Bushfire recovery project.
The QFBC, in collaboration with a range of partners, is supporting landholders and communities directly affected by the 2019 bushfires through a targeted capacity building program as part of Phase 2 of Healthy Land and Water’s Bushfire Recovery project.
These capacity building and wildfire mitigation activities are being delivered to private landholders in the Noosa Catchment, Carneys Creek and Rosevale Tarome areas in the Scenic Rim Catchment.
The project is improving fire and biodiversity management and conserving the outstanding universal values of the Gondwana Rainforests of Australia World Heritage Area and priority threatened species and threatened ecological communities.
Actions & outcomes
As part of the program, the QFBC is delivering ten community engagement events, including fire information nights, fire management planning workshops and workshops to facilitate the development of the sub-catchment fire management plan.
Healthy Land and Water utilised a suite of mapping tools, engagement strategies and knowledge to identify potential target properties and engagement locations, including Queensland Government risk mapping, Healthy Land and Water’s rapid ecological and landscape mapping, threatened species mapping, land manager relationships and key stakeholder consultation.
The team is working with more than 36 community groups, landholders, farmers, and Traditional Owners to develop a sub-catchment fire management plan and fire management maps and action plans tailored to private landholders’ property, conservation values and priorities.
At the fire information nights and fire planning workshops, landholders had the opportunity to design and construct their own property-based fire management plans and discuss recommended fire regimes, soil erosion, fire trails, mitigation zones, fuel loads, fire preparedness and mapping.
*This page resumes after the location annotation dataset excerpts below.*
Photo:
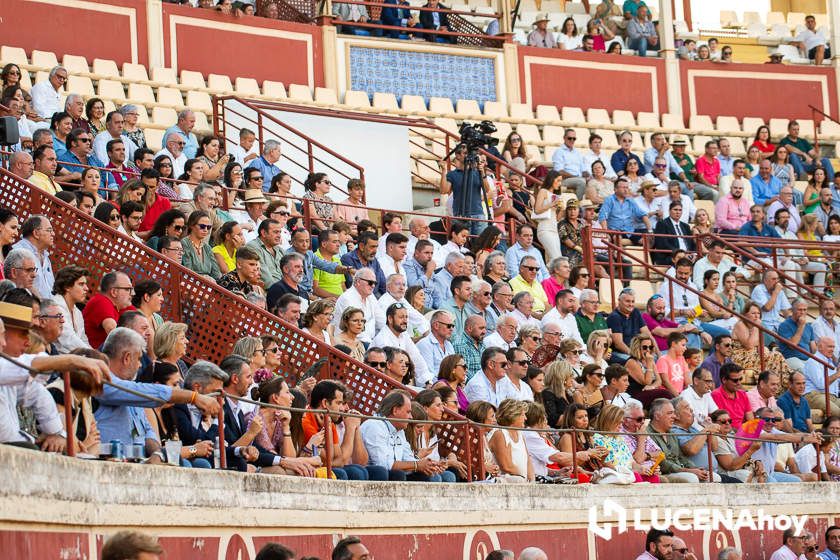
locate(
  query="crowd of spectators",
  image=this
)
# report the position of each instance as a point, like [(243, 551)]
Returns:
[(475, 320)]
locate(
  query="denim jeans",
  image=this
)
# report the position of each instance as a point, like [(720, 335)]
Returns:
[(801, 168)]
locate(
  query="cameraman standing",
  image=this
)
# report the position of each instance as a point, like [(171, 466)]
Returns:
[(469, 203)]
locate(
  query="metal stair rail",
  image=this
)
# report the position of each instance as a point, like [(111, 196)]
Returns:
[(215, 317)]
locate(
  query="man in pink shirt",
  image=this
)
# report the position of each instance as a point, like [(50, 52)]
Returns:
[(733, 210), (730, 397), (707, 167), (761, 396), (671, 366)]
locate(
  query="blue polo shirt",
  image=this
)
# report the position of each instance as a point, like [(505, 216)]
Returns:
[(797, 413), (786, 330), (762, 192), (627, 326), (620, 215)]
Fire management actions, directed by these property-level fire management plans, are being delivered across approximately 850 hectares. These actions include:
- Improved fire lines and breaks.
- Fuel load reduction works.
- Installation of fire control infrastructure.
- Asset protection zones.
- Defined prescribed burn areas.
- Cultural heritage assessments.
- Evaluation surveys.
- Reporting.
This work is aimed at building capacity, reducing wildfire risk and supporting tenure blind fire management. The project is providing a unique framework for landholders to incorporate the protection of threatened species and ecological communities into their fire management.
The capacity-building activities have been very well supported by the community and stakeholders alike, with fire planning workshops booked out at each location.